Yeah this is a good example.

In C++ we traditionally have multiple levels of such ‘configurations’ and information available to the program. First is of course the build system and it’s own data, like building in Release, this information is not available to the program unless explicitly passed in (or one of the few built-in variables) via the ‘macro’ (more like global Elixir module attributes, not like Elixir macro’s), thus being explicit, and when passed in this way they are only available at build-time, not at run-time. Next you have the config file generation, which is a source file with the above ‘macros’/global_attributes baked into the source for access at runtime, but overall are still constants. Then of course you have the pure runtime configuration data such as the system environment (which the defaults of course could be pulled from the macros/attributes from before) or database or whatever else, of which these might only be read once then never again, then you have the configurations that are accessed multiple times in the program and thus can be changed with inpunity (and perhaps even scoped to certain areas so different code can access the data differently).
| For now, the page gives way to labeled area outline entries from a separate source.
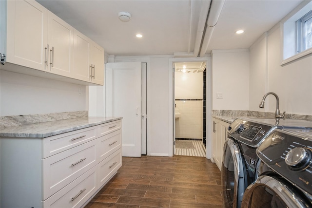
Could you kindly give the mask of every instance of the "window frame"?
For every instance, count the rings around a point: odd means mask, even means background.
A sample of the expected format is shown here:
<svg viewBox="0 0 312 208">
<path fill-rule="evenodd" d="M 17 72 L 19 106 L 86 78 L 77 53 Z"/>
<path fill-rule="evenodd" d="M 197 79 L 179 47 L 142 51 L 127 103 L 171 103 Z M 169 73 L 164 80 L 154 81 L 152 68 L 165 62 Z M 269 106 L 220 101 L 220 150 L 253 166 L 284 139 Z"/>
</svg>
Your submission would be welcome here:
<svg viewBox="0 0 312 208">
<path fill-rule="evenodd" d="M 281 20 L 281 65 L 295 61 L 312 54 L 312 48 L 297 53 L 296 21 L 309 13 L 312 0 L 304 0 Z"/>
<path fill-rule="evenodd" d="M 297 54 L 312 48 L 306 48 L 305 32 L 307 29 L 306 22 L 312 19 L 312 10 L 296 21 L 297 31 Z"/>
</svg>

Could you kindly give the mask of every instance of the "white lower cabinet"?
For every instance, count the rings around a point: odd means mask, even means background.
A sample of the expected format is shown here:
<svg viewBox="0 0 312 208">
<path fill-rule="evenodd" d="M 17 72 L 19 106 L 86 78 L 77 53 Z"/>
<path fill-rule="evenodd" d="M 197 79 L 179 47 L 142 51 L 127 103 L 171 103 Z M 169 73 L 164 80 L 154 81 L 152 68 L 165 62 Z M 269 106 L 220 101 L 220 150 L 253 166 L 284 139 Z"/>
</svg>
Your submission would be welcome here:
<svg viewBox="0 0 312 208">
<path fill-rule="evenodd" d="M 121 151 L 116 151 L 111 155 L 99 163 L 98 165 L 98 180 L 99 186 L 104 185 L 114 173 L 121 167 Z"/>
<path fill-rule="evenodd" d="M 229 123 L 213 118 L 212 160 L 221 170 L 223 157 L 223 145 L 227 138 Z"/>
<path fill-rule="evenodd" d="M 79 208 L 96 193 L 97 167 L 69 184 L 42 202 L 43 208 Z"/>
<path fill-rule="evenodd" d="M 121 167 L 121 120 L 0 148 L 0 207 L 81 207 Z"/>
</svg>

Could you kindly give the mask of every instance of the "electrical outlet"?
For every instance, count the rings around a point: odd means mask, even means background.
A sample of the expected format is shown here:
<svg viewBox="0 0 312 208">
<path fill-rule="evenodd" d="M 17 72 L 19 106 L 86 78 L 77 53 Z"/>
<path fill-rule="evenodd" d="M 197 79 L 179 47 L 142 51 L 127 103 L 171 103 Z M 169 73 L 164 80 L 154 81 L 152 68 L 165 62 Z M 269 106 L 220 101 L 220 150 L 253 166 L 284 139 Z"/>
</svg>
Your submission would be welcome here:
<svg viewBox="0 0 312 208">
<path fill-rule="evenodd" d="M 216 93 L 217 99 L 223 99 L 223 94 L 222 93 Z"/>
</svg>

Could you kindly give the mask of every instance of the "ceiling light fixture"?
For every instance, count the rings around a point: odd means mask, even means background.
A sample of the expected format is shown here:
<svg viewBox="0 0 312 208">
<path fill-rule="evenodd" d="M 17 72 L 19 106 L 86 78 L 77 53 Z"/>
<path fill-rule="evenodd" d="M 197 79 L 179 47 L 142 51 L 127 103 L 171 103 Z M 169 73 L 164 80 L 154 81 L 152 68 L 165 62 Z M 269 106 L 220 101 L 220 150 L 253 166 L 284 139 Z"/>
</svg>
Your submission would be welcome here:
<svg viewBox="0 0 312 208">
<path fill-rule="evenodd" d="M 236 31 L 236 34 L 241 34 L 243 32 L 244 32 L 243 30 L 237 30 L 237 31 Z"/>
<path fill-rule="evenodd" d="M 131 15 L 130 13 L 125 12 L 118 12 L 118 17 L 120 20 L 125 22 L 129 21 L 131 19 Z"/>
</svg>

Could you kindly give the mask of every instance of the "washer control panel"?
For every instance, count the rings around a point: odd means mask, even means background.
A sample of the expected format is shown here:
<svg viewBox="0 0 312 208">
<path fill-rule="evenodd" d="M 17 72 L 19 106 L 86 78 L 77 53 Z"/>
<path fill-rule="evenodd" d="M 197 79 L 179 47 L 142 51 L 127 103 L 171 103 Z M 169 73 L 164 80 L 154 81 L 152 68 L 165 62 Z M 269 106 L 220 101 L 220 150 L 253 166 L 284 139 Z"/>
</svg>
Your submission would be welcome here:
<svg viewBox="0 0 312 208">
<path fill-rule="evenodd" d="M 273 170 L 312 194 L 312 138 L 276 129 L 256 153 Z"/>
<path fill-rule="evenodd" d="M 248 145 L 256 147 L 266 134 L 275 127 L 237 118 L 228 128 L 232 137 Z"/>
</svg>

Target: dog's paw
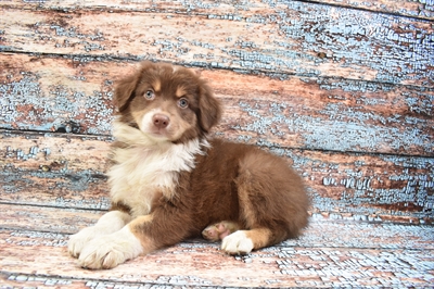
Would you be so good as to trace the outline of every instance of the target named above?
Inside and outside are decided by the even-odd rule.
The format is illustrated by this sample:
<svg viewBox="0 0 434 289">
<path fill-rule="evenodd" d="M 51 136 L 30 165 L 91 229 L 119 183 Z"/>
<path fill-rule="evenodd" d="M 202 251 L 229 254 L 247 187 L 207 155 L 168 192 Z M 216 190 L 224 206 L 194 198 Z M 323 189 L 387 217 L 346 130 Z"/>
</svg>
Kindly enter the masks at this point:
<svg viewBox="0 0 434 289">
<path fill-rule="evenodd" d="M 220 223 L 207 226 L 202 236 L 209 241 L 222 240 L 226 236 L 239 230 L 240 227 L 234 222 L 222 221 Z"/>
<path fill-rule="evenodd" d="M 69 254 L 74 257 L 78 257 L 82 248 L 85 248 L 90 240 L 101 235 L 101 231 L 95 227 L 87 227 L 81 229 L 79 233 L 72 235 L 68 241 Z"/>
<path fill-rule="evenodd" d="M 253 250 L 253 241 L 245 231 L 238 230 L 224 238 L 221 249 L 231 255 L 248 254 Z"/>
<path fill-rule="evenodd" d="M 108 269 L 142 253 L 140 240 L 124 227 L 111 235 L 89 241 L 82 249 L 78 264 L 89 269 Z"/>
</svg>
Elixir having a way to manage this simply would be quite nice.

For example, the git rev-parse ... bit would be ran by the build system into a global named attribute (though these are scoped, but globally accessible from within their scope of compiled files), as well it would probably be baked into the source config definition file as well.

Things like url host’s and so forth would likely have either a hard-coded or a macro/attribute default, but use an entry from the system environment if available.

Etc
 etc


And things like this, which are application specific, would literally just be passed in arguments to the libraries setup code (or in Elixir terms it would be passed in as options to the supervisor that is added to the application).

This is why I actually quite like the C++ forced style that configurations that are used at different times have to be put in different places, which is why I like the whole staged config style entirely.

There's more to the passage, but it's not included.